All these great achievements have come to us from the hand of the inventor. He it is who has enabled us to inhabit the air above us, to tunnel the earth beneath, explore the mysteries of the sea, and in a thousand ways, unknown to our forefathers, multiply human comforts and minimize human misery. Indeed, it is difficult to recall a single feature of our national progress along material lines that has not been vitalized by the touch of the inventor's genius.

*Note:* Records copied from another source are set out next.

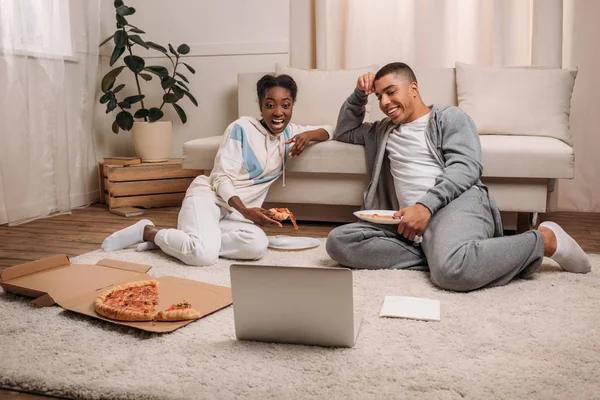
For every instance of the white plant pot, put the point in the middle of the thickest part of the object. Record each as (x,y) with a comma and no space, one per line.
(152,140)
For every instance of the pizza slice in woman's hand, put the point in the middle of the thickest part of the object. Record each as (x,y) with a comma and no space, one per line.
(281,214)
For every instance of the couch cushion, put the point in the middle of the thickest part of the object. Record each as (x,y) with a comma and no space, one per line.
(503,156)
(321,93)
(517,101)
(526,157)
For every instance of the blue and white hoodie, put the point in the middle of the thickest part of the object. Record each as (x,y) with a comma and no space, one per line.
(250,158)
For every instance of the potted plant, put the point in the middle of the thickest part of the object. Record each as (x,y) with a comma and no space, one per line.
(152,136)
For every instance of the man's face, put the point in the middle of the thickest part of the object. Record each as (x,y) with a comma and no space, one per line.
(397,97)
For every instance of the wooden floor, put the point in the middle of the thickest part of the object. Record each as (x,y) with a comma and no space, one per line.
(85,229)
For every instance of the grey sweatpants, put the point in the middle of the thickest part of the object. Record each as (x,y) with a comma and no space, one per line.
(458,248)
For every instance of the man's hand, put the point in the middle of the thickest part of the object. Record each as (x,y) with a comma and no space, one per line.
(414,221)
(260,217)
(302,140)
(366,83)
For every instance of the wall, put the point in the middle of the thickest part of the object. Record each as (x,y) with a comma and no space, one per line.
(223,43)
(583,192)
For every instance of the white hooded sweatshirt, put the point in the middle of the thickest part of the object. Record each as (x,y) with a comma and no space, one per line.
(250,158)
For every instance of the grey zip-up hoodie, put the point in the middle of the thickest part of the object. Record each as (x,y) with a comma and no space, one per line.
(451,137)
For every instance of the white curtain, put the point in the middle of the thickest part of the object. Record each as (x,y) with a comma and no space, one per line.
(48,77)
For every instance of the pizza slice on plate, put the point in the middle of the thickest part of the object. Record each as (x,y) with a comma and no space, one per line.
(281,214)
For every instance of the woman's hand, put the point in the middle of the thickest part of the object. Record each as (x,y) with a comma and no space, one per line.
(302,140)
(259,216)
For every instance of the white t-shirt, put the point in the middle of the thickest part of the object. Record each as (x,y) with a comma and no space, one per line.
(414,168)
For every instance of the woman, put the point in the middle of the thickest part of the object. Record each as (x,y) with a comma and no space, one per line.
(220,212)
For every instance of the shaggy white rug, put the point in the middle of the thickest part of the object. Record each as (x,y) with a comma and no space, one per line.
(535,338)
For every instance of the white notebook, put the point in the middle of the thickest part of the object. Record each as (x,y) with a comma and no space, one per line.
(410,307)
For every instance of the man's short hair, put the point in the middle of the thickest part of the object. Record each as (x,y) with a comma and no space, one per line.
(401,70)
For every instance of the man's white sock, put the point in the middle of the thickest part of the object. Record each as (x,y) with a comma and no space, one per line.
(146,246)
(569,255)
(126,237)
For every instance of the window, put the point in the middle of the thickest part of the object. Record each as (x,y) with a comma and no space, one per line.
(35,27)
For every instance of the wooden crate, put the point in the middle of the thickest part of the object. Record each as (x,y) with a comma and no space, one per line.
(145,185)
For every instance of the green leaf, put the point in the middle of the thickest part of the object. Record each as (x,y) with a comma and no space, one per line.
(170,98)
(117,52)
(192,98)
(141,113)
(109,78)
(183,48)
(154,114)
(137,39)
(167,82)
(120,38)
(134,99)
(106,40)
(178,91)
(183,85)
(125,120)
(157,70)
(180,112)
(105,97)
(118,88)
(135,63)
(157,47)
(112,104)
(182,76)
(124,11)
(192,70)
(121,21)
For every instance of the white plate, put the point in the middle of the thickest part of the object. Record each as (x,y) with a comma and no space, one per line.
(361,214)
(292,242)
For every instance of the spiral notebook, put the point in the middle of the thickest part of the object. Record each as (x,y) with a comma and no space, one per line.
(410,307)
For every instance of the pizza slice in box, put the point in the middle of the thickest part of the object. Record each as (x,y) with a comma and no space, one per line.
(136,301)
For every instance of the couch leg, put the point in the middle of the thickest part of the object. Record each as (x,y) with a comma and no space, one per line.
(526,222)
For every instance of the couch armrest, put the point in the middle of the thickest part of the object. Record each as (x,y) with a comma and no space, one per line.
(200,153)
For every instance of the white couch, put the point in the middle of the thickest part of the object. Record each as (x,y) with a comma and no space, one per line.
(520,169)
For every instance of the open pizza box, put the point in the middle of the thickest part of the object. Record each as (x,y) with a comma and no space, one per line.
(74,287)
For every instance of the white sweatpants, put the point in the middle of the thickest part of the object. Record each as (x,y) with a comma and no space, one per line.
(205,232)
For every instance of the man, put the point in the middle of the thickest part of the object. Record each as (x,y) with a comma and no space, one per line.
(426,163)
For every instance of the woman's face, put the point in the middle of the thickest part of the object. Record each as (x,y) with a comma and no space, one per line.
(277,108)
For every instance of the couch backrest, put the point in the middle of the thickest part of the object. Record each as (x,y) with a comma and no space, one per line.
(437,86)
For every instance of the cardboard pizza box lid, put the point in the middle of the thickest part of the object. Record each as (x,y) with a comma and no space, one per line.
(74,287)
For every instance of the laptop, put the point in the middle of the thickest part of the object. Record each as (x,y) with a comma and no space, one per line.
(298,305)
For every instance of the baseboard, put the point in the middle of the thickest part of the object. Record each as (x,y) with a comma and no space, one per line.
(3,216)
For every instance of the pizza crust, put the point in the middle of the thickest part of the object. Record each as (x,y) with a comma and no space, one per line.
(183,313)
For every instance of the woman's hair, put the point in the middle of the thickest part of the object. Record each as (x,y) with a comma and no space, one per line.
(270,81)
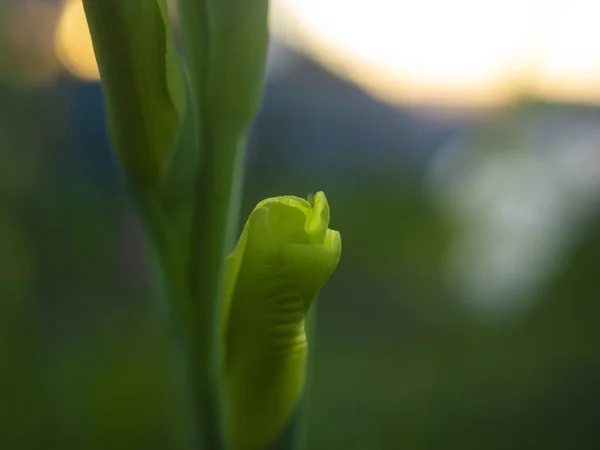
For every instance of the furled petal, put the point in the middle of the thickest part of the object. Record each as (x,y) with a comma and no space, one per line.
(283,258)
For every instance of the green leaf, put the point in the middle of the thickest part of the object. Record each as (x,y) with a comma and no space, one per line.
(142,81)
(284,256)
(237,65)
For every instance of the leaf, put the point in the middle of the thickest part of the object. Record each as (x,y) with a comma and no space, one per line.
(283,258)
(142,82)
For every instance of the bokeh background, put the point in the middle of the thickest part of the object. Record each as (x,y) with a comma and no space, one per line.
(458,143)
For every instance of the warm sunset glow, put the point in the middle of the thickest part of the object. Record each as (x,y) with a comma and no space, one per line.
(74,44)
(464,51)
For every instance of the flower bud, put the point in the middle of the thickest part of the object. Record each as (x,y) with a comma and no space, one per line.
(284,256)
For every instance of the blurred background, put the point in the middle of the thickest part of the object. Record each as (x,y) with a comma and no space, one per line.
(458,143)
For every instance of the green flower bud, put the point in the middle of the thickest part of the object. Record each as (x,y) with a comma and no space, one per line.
(284,256)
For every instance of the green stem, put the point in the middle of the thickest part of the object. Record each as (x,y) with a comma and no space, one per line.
(216,202)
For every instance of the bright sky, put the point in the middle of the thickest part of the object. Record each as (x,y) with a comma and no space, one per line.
(458,51)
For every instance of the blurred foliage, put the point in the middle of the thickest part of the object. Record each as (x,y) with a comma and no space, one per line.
(400,362)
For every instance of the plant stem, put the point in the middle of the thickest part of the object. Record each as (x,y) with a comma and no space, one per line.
(216,203)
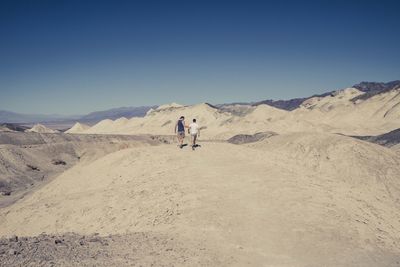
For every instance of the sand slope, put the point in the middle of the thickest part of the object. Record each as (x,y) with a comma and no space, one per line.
(292,200)
(335,113)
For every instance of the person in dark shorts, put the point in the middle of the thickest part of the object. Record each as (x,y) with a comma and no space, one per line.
(180,130)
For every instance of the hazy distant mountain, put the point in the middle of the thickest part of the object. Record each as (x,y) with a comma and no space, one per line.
(13,117)
(370,89)
(115,113)
(374,88)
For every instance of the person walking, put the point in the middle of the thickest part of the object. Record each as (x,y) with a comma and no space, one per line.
(194,131)
(180,130)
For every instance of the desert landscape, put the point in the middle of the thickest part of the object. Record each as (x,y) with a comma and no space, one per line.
(199,133)
(318,185)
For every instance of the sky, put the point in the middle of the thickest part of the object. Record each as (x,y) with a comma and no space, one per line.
(75,57)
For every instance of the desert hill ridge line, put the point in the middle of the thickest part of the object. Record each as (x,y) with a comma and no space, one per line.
(337,112)
(370,89)
(332,187)
(317,185)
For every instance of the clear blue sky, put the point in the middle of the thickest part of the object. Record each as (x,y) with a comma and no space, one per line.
(73,57)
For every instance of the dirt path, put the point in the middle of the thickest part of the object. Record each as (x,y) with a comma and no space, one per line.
(245,206)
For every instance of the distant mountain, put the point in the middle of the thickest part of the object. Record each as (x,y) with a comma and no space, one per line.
(374,88)
(13,127)
(370,89)
(116,113)
(13,117)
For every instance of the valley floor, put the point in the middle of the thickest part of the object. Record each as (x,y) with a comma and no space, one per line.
(277,202)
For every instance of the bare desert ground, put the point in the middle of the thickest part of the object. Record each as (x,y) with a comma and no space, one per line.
(267,187)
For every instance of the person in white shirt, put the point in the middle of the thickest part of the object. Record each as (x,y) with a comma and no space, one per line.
(194,131)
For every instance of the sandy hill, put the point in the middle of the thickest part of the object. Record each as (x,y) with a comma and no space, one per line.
(39,128)
(162,121)
(78,128)
(375,115)
(303,199)
(333,113)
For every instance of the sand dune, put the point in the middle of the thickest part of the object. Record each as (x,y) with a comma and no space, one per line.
(287,189)
(269,202)
(336,113)
(78,128)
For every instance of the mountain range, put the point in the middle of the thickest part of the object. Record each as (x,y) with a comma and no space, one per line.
(369,88)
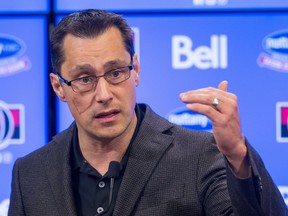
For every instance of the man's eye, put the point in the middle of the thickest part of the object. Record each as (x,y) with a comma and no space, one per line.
(85,80)
(116,73)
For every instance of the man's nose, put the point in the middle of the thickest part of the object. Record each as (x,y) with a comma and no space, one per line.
(103,91)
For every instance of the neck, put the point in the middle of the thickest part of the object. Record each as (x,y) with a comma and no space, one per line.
(100,152)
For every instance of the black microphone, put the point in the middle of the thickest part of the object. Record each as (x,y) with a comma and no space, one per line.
(112,173)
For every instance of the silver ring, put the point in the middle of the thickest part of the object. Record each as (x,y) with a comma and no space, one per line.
(215,102)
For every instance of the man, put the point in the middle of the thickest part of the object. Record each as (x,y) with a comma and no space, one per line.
(119,157)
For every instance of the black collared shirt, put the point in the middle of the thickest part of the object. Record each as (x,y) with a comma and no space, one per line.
(91,189)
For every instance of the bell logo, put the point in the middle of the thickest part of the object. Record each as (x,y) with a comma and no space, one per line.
(202,57)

Into this vast yet specific field of scientific industry the colored man has, contrary to the belief of many, made his entry, and has brought to his work in it that same degree of patient inquisitiveness, plodding industry and painstaking experiment that has so richly rewarded others in the same line of endeavor, namely, the endeavor both to create new things and to effect such new combinations of old things as will adapt them to new uses. We know that the colored man has accomplished something--indeed, a very great deal--in the field of invention, but it would be of the first importance to us now to know exactly what he has done, and the commercial value of his productions. Unfortunately for us, however, this can never be known in all its completeness.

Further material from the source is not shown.